Although it’s fallen out of favor (thank goodness), those zany Brits once inflicted “Beauchamp” and “Chalmondeley” as names upon their offspring: an unkindness beyond the pale, IMO.
One would hope 
From the Texas birth index:
Shaniqua Renee Johnson, born 15 July 1966, Jefferson County, Texas. Parents: Harold Lee Johnson, Lenora Anderson.
Then there’s always 4real: http://www.cnn.com/2007/WORLD/asiapcf/06/21/name.child.ap/index.html
In a (fictional) related development to Elendil’s Heir cite about ‘4real’, Charles Schultz introduced the character of ‘5’ in Peanuts.
http://en.wikipedia.org/wiki/5_(Peanuts)
I named my children normal Anglo names for the very reasons outlined in this thread: why should someone be saddled with a name that might be cute in childhood, but is horrible by adult standards? (Or vice-versa? Names like Bertha and Gladys are old women’s names, IMO. I can’t imagine a 6-year old girl named ‘Bertha’.)
Are you for real?
No, I am John, he is the one in the red shirt, over there.
Linky no worky.
Elian was also a made up name, but it’s very popular in Cuba now, I have two(!) cousins named Elian.
So that idea, of a character named “5,” including the backstory as to why it came to be that way and so on…
That’s kind of funny.
So did Peanuts used to be funny then?
-FrL-
I don’t know that I’d call it ‘made up’. It’s a somewhat common name in France (goes back to the middle-ages), though more common in the feminine Eliane. I always think it sounds too much like ‘alien’, but that’s another story.
We had a wave of American ‘soap-opera names’ over here a few years back - French kids called Brandon and Tiffany (US spelling) and so forth. There’s a French comic, Elie Semoun who does a routine with a girl called Kevina.
Hm. There are a lot of Mormons in Alberta, too. This may explain one of the more truly horrendous names I found in the Alberta baby names register for 2006: “Fredvieve.”

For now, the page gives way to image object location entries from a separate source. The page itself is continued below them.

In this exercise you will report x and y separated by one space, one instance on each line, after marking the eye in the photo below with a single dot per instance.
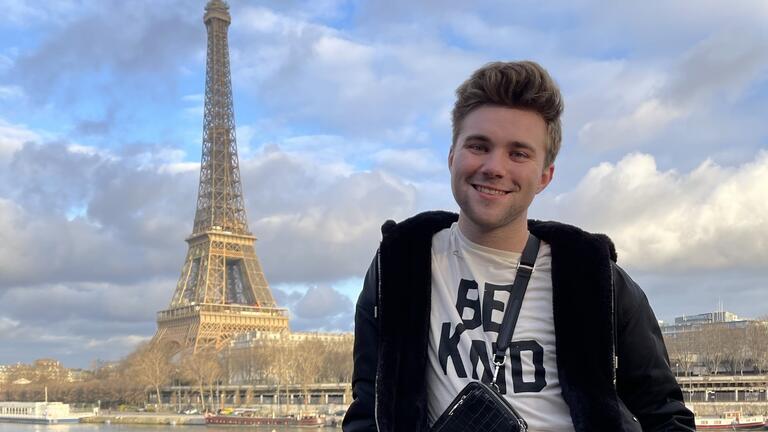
475 146
518 154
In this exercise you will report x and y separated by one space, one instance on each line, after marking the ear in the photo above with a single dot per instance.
546 177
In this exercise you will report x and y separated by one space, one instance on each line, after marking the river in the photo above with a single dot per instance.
17 427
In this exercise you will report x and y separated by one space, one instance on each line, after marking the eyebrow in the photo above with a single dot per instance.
513 144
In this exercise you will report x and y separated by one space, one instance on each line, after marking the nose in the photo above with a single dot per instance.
493 164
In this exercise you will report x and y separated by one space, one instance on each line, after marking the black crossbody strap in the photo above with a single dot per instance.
512 312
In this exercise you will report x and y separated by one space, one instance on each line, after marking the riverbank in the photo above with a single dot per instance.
146 419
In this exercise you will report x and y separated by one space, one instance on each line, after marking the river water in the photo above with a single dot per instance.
76 427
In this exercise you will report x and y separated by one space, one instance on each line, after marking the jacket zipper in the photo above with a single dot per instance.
376 316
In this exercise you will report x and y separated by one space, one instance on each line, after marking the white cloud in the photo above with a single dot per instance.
713 217
638 127
409 162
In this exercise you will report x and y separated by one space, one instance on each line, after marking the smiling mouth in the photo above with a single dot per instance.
489 190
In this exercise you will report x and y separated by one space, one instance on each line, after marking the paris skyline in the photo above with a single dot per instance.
342 112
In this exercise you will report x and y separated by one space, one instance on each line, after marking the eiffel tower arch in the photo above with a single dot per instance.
222 290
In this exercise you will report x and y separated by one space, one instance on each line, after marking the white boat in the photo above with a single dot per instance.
36 412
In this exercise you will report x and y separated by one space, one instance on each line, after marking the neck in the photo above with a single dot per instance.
511 237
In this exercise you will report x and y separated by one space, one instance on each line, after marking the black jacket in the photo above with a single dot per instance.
599 314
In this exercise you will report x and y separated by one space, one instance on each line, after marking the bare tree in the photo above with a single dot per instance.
152 368
203 368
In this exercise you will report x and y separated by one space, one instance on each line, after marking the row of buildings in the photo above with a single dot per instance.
40 371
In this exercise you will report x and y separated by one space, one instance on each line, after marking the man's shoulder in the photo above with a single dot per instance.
570 238
424 224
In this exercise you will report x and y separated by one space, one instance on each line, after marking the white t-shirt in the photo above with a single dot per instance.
470 289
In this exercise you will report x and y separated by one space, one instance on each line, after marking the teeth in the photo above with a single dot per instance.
490 191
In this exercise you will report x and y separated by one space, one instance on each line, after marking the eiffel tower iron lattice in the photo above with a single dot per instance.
222 290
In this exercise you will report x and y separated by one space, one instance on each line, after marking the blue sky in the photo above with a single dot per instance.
343 122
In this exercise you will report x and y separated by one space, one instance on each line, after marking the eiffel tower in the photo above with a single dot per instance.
222 289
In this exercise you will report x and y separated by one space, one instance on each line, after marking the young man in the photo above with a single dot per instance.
586 354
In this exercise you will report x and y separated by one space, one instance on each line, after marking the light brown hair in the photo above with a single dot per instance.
523 85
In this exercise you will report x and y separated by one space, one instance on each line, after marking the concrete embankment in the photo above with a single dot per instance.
146 419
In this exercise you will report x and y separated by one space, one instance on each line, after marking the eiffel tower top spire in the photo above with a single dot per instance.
222 290
220 204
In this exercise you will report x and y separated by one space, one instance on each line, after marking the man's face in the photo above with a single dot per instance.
497 167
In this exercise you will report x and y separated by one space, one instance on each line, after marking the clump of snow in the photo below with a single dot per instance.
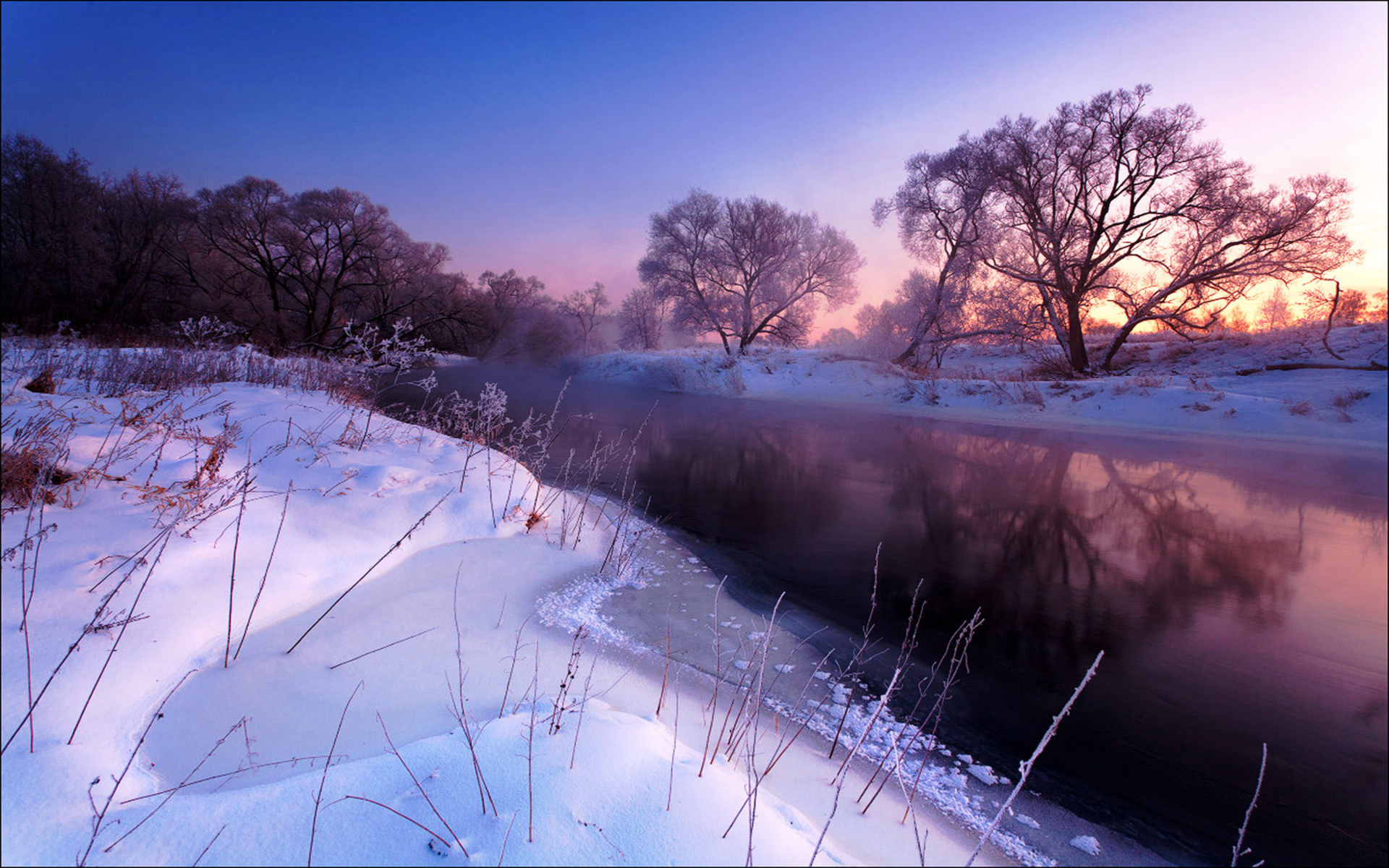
1087 843
1218 386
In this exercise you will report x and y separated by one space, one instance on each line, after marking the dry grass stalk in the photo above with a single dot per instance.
1025 768
239 724
363 576
572 673
284 510
1238 851
418 786
956 650
99 816
332 749
119 637
588 682
208 846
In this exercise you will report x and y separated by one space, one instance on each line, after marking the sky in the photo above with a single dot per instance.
543 137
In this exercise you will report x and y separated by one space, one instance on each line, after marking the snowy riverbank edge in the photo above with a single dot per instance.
1170 388
211 527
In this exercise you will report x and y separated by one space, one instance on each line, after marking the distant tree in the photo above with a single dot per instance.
939 213
585 307
747 268
51 249
839 339
1275 312
296 268
509 317
642 320
143 223
1111 202
884 330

I have seen a number of innovative spellings of French names in Québec, along the lines of “Véronik” for Véronique and the like. There also seems to be a peculiar trend for English names: “William” was the most popular boy’s name in Quebec last year. They haven’t quite reached the excesses of Britnee and Maddysin, though; most of the French-named young people I know spell their names conventionally.
Also considering the other possible allusion for “Regan” as a girl’s name. (Not too many young ladies running around named “Goneril,” I notice.)
As does Quebec - we don’t have a list, but the registrar of civil status has veto power over obviously idiotic name (like the Macarthur winners who tried to name their kid “Spatule” (cooking spatula or spoonbill bird) a few years ago).
I thought it was…humorous enough to own several books, but it wasn’t gut-busting hilarious.
Remember also, that Linda Blair’s character in The Exorcist was named Regan.